For more information on coronaviral disease, see the coronavalvirus website.
What is the difference between the coronvirus and other viruses?
The coronavirotic virus (CVR) and the coronovirus-2 (CVD2) viruses are caused by a different type of coronoviral virus called coronavirin.
A coronavivirus-1 (CV-1) virus is not caused by the same virus, but instead by the coronavidid, which is an RNA virus that replicates in the air, and is found in the saliva of people who have had the coronavia virus.
Both the CVR and the CVD2 viruses are capable of causing severe and potentially life-long complications, with a high mortality rate in the majority of cases.

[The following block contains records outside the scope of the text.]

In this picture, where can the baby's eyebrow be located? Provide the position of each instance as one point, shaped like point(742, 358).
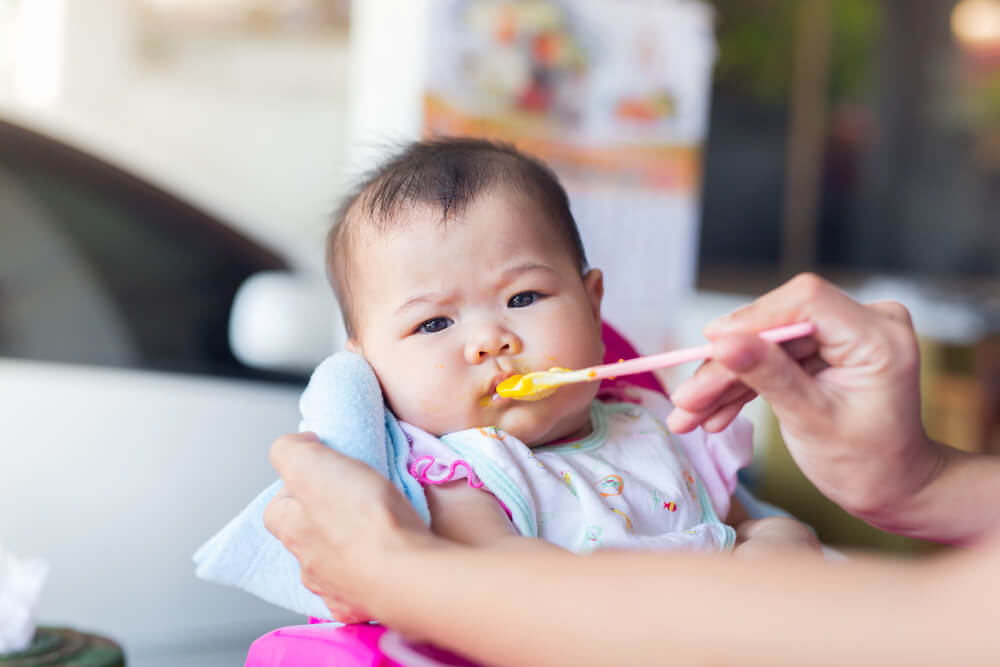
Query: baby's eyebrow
point(524, 267)
point(426, 297)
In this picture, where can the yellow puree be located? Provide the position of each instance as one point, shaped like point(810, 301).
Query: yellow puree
point(530, 387)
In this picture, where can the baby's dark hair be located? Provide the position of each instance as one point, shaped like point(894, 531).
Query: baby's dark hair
point(446, 173)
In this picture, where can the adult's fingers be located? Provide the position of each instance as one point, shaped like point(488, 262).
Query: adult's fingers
point(284, 517)
point(807, 297)
point(682, 421)
point(893, 310)
point(765, 368)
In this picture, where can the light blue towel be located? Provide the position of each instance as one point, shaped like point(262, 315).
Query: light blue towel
point(343, 406)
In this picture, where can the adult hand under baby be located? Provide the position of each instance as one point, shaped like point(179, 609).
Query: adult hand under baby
point(848, 401)
point(338, 517)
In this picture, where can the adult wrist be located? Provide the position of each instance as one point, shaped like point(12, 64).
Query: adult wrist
point(894, 500)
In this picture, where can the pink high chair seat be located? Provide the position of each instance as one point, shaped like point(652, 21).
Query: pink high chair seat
point(320, 644)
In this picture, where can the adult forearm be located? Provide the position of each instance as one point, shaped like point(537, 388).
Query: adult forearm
point(959, 501)
point(642, 608)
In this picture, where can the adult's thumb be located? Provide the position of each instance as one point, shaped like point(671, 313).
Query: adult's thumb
point(793, 394)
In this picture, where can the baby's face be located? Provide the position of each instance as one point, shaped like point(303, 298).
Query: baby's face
point(445, 312)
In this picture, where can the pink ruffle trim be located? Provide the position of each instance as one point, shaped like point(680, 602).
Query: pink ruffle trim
point(420, 467)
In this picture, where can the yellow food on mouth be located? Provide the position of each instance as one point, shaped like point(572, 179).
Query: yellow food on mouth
point(530, 387)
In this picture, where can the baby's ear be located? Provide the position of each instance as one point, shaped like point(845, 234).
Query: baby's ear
point(593, 284)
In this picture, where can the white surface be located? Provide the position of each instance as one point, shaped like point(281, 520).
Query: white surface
point(21, 581)
point(116, 477)
point(285, 321)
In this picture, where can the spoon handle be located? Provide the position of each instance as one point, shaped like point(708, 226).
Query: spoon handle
point(683, 356)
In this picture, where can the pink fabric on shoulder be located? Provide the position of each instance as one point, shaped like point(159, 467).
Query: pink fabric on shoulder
point(433, 462)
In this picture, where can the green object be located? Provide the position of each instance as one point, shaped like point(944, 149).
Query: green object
point(63, 646)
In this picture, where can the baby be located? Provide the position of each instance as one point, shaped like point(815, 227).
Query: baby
point(458, 264)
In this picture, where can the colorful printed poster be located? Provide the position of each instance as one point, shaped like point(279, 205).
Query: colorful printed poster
point(613, 95)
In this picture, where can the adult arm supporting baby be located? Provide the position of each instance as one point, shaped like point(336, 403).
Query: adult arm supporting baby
point(849, 410)
point(365, 541)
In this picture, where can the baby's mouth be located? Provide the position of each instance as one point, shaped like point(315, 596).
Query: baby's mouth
point(495, 380)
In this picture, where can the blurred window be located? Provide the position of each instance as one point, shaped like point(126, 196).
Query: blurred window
point(98, 267)
point(854, 137)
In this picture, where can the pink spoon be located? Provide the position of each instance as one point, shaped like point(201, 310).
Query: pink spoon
point(538, 385)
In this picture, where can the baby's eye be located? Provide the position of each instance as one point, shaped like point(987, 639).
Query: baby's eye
point(523, 299)
point(434, 325)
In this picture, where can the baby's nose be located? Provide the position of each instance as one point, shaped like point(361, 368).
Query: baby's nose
point(492, 343)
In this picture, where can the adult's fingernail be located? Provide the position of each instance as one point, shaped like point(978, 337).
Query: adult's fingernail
point(681, 394)
point(718, 325)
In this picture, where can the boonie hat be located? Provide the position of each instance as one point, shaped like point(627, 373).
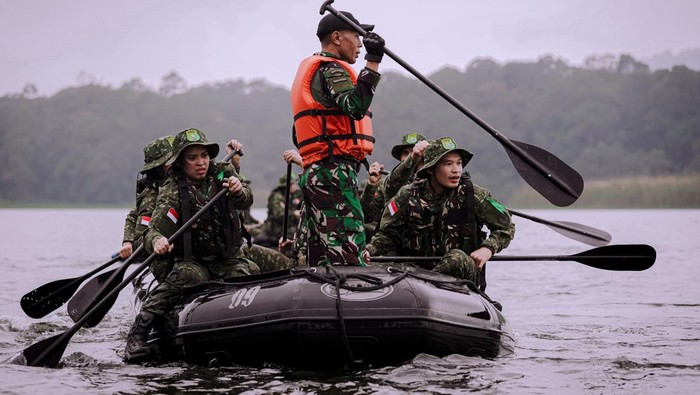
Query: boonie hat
point(157, 152)
point(330, 23)
point(439, 148)
point(283, 179)
point(191, 137)
point(407, 141)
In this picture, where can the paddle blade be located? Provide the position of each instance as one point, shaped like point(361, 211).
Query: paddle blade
point(47, 298)
point(585, 234)
point(556, 181)
point(90, 294)
point(622, 257)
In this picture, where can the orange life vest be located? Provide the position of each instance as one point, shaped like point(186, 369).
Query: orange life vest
point(321, 132)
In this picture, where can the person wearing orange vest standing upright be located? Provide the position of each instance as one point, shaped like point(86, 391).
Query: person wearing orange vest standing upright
point(333, 133)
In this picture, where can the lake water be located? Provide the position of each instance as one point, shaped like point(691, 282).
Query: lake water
point(578, 329)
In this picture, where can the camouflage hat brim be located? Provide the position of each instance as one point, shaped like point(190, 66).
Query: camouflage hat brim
point(466, 157)
point(212, 149)
point(156, 163)
point(398, 150)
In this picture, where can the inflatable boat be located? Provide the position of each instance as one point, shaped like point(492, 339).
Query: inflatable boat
point(331, 317)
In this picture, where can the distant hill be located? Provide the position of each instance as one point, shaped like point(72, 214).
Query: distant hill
point(666, 60)
point(613, 118)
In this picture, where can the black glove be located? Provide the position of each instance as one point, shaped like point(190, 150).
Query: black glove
point(374, 45)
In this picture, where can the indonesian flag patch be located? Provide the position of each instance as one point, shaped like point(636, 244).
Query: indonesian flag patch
point(172, 214)
point(393, 208)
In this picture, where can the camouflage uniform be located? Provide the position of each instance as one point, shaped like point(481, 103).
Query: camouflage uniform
point(156, 153)
point(419, 221)
point(273, 227)
point(375, 197)
point(267, 259)
point(211, 255)
point(334, 216)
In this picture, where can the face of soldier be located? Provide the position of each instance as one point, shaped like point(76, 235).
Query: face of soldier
point(348, 43)
point(195, 162)
point(406, 151)
point(446, 173)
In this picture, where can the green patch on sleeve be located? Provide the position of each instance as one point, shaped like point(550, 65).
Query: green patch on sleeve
point(501, 208)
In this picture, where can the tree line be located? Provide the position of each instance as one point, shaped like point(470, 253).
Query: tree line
point(612, 117)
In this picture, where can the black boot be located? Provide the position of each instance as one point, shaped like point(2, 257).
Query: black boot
point(137, 348)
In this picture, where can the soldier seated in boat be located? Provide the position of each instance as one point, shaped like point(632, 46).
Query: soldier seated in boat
point(153, 175)
point(208, 250)
point(156, 153)
point(379, 190)
point(441, 213)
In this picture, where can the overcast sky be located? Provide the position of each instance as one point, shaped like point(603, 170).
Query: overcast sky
point(51, 43)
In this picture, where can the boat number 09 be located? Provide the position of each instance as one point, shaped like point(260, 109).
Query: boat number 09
point(243, 297)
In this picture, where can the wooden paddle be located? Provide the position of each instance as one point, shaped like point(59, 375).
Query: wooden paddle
point(48, 352)
point(572, 230)
point(287, 193)
point(622, 257)
point(50, 296)
point(547, 174)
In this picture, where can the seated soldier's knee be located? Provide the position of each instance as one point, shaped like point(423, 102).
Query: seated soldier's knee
point(457, 263)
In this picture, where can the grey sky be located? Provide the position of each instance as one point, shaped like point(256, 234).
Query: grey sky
point(50, 43)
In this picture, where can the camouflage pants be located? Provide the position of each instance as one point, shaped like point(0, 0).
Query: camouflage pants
point(459, 264)
point(188, 273)
point(266, 258)
point(334, 218)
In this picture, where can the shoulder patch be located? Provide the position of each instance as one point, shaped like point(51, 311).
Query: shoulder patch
point(495, 203)
point(172, 214)
point(393, 208)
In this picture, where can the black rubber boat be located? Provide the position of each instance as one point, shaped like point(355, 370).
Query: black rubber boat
point(334, 317)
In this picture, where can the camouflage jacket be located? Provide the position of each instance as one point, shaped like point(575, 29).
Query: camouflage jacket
point(332, 86)
point(416, 222)
point(139, 217)
point(375, 197)
point(208, 232)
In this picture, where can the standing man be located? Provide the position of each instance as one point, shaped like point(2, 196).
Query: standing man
point(442, 214)
point(333, 133)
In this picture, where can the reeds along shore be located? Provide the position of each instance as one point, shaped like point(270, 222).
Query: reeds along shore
point(673, 191)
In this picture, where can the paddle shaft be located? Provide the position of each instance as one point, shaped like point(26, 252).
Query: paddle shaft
point(517, 258)
point(623, 257)
point(596, 234)
point(287, 192)
point(506, 142)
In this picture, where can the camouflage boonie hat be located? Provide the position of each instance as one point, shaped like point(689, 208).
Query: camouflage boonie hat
point(157, 152)
point(439, 148)
point(191, 137)
point(407, 141)
point(283, 179)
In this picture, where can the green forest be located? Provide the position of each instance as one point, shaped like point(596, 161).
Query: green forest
point(609, 119)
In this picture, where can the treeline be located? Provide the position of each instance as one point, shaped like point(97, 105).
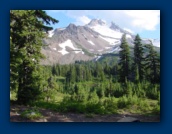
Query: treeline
point(84, 86)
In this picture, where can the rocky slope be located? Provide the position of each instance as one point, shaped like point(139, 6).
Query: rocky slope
point(89, 42)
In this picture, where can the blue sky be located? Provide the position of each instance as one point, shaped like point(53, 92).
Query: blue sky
point(144, 22)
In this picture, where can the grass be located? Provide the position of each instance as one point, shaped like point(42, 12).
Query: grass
point(31, 114)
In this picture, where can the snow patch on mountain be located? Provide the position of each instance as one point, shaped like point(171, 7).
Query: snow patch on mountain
point(51, 33)
point(91, 42)
point(110, 40)
point(106, 31)
point(65, 44)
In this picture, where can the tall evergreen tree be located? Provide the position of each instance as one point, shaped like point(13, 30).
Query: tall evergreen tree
point(152, 64)
point(27, 29)
point(124, 61)
point(138, 57)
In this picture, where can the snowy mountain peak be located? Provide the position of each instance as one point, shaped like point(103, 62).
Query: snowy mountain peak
point(95, 22)
point(117, 28)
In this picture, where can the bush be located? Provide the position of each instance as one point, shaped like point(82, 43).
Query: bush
point(31, 114)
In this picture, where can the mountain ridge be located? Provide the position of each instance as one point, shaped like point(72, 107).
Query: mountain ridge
point(88, 42)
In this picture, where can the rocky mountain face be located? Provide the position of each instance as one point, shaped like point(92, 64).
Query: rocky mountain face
point(89, 42)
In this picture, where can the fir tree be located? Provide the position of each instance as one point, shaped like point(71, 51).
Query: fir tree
point(152, 64)
point(26, 32)
point(124, 61)
point(138, 57)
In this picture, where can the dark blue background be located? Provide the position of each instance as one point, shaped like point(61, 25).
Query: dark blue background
point(165, 126)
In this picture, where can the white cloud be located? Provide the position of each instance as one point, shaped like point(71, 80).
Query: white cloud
point(134, 20)
point(82, 20)
point(145, 19)
point(129, 30)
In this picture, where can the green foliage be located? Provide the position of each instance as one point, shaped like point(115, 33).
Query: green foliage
point(152, 65)
point(124, 61)
point(26, 33)
point(138, 58)
point(31, 114)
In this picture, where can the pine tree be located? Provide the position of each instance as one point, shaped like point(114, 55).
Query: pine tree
point(138, 57)
point(152, 64)
point(124, 61)
point(26, 32)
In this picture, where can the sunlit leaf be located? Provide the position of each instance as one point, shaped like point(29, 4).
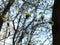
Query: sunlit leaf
point(28, 15)
point(51, 22)
point(42, 17)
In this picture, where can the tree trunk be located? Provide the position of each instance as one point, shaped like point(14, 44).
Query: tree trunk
point(56, 26)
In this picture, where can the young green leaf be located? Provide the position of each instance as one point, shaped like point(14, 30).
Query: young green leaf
point(42, 17)
point(28, 15)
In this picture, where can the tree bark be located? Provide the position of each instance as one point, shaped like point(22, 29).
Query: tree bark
point(56, 26)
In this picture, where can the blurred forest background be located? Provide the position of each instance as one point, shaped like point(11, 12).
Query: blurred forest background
point(26, 22)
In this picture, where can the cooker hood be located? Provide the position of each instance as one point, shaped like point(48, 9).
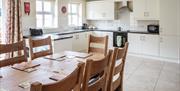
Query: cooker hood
point(126, 4)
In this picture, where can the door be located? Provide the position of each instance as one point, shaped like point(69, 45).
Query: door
point(139, 8)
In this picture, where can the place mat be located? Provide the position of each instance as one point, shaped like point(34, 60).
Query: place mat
point(25, 65)
point(25, 84)
point(77, 54)
point(30, 70)
point(54, 56)
point(56, 77)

Both viruses are also transmitted by contact with the saliva or mucus of people with the coronava virus.
In some cases, the CVC-1 virus can be transmitted by close contact, while in others, it can be spread from person to person through saliva or urine.
How do I prevent coronavirence?
To prevent the spread and spread of the CVA-2 virus, a number of precautions are needed.
These include:Avoid direct contact with infected people:The most common means of transmission of the two coronavires is direct contact, such as kissing or touching hands or bodies.
This can result in the spread, although there is no evidence to suggest it is the cause of the current outbreak.
Avoid sharing needles and syringes:Some people with CVC1 or CVC2 infections have had their immune systems suppressed, causing them to carry more of the new coronavira strains in their blood, which could make them more susceptible to developing other forms of infection.
Don’t get up close to someone who has been infected:People with CVA1 or CV-1 infections may become so engrossed in the virus that they become oblivious to the fact that they have been infected.
This can result, for example, in them unknowingly exposing themselves to other people who may be at risk of developing the new virus.
Avoid sharing or sharing needles:There are some cases of CVA2 infections that result in a person having a cough and not having symptoms.
This means they may not know they are infected and may be unaware that they are carrying the new viral strains.
Avoid sharing needles or syringles:These are the same needles or utensils used to make syringues.
It is important to use gloves to protect your hands from being contaminated.
Use protective clothing:Make sure to wear a long sleeve shirt or trousers, long pants and a loose fitting T-shirt or long sleeve top.
If you are in contact with blood, use a disposable cotton sock to wipe your hands.